Predicate correlation learning for scene graph generation
This work addresses the long-tailed distribution problem in SGG for computer vision applications, representing an incremental improvement over existing methods.
The paper tackles the performance gap between head and tail predicate classes in Scene Graph Generation (SGG) by proposing a Predicate Correlation Learning (PCL) method that addresses semantic overlap and long-tailed data distribution, resulting in significant improvement in tail class performance on the Visual Genome benchmark.

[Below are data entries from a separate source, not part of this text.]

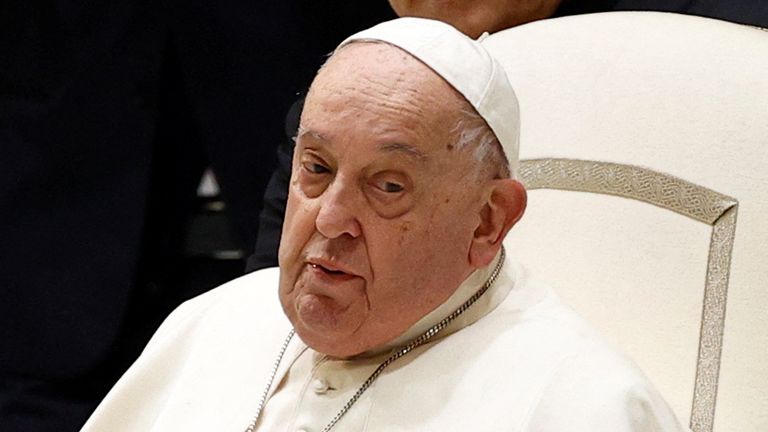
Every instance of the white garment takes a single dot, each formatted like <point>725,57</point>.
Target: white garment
<point>517,360</point>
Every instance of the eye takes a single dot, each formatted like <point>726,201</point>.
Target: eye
<point>315,168</point>
<point>390,187</point>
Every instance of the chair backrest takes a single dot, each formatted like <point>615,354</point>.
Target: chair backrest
<point>644,135</point>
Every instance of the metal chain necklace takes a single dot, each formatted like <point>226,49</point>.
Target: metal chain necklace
<point>415,343</point>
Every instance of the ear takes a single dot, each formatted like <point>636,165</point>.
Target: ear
<point>504,206</point>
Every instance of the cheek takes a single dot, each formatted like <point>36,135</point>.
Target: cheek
<point>298,227</point>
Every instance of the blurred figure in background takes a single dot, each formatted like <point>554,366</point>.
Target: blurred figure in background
<point>109,114</point>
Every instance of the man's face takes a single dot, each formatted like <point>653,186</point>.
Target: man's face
<point>381,206</point>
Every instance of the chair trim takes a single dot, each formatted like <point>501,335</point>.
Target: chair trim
<point>682,197</point>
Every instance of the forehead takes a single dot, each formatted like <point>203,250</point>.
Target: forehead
<point>383,89</point>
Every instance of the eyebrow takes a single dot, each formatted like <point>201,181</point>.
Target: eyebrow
<point>316,135</point>
<point>405,149</point>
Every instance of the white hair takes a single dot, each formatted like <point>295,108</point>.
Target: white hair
<point>472,130</point>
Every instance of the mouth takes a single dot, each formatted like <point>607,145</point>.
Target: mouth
<point>330,271</point>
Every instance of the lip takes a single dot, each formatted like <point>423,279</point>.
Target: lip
<point>327,270</point>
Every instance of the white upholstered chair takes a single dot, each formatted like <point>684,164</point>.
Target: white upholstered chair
<point>645,146</point>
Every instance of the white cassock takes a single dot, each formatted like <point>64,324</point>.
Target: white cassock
<point>517,360</point>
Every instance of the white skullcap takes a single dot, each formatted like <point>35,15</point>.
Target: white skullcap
<point>462,62</point>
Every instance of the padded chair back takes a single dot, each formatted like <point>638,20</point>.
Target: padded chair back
<point>645,151</point>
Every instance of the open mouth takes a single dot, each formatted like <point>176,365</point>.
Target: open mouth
<point>327,270</point>
<point>336,274</point>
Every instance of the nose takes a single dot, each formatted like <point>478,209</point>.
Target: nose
<point>338,210</point>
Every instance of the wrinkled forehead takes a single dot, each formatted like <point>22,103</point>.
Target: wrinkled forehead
<point>377,73</point>
<point>363,66</point>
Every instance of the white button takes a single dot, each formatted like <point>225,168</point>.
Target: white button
<point>320,386</point>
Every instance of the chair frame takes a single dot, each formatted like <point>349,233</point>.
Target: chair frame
<point>688,199</point>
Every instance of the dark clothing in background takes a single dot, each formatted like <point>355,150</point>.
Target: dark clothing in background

For a typical Scene Graph Generation (SGG) method, there is often a large gap in the performance of the predicates' head classes and tail classes. This phenomenon is mainly caused by the semantic overlap between different predicates as well as the long-tailed data distribution. In this paper, a Predicate Correlation Learning (PCL) method for SGG is proposed to address the above two problems by taking the correlation between predicates into consideration. To describe the semantic overlap between strong-correlated predicate classes, a Predicate Correlation Matrix (PCM) is defined to quantify the relationship between predicate pairs, which is dynamically updated to remove the matrix's long-tailed bias. In addition, PCM is integrated into a Predicate Correlation Loss function ($L_{PC}$) to reduce discouraging gradients of unannotated classes. The proposed method is evaluated on Visual Genome benchmark, where the performance of the tail classes is significantly improved when built on the existing methods.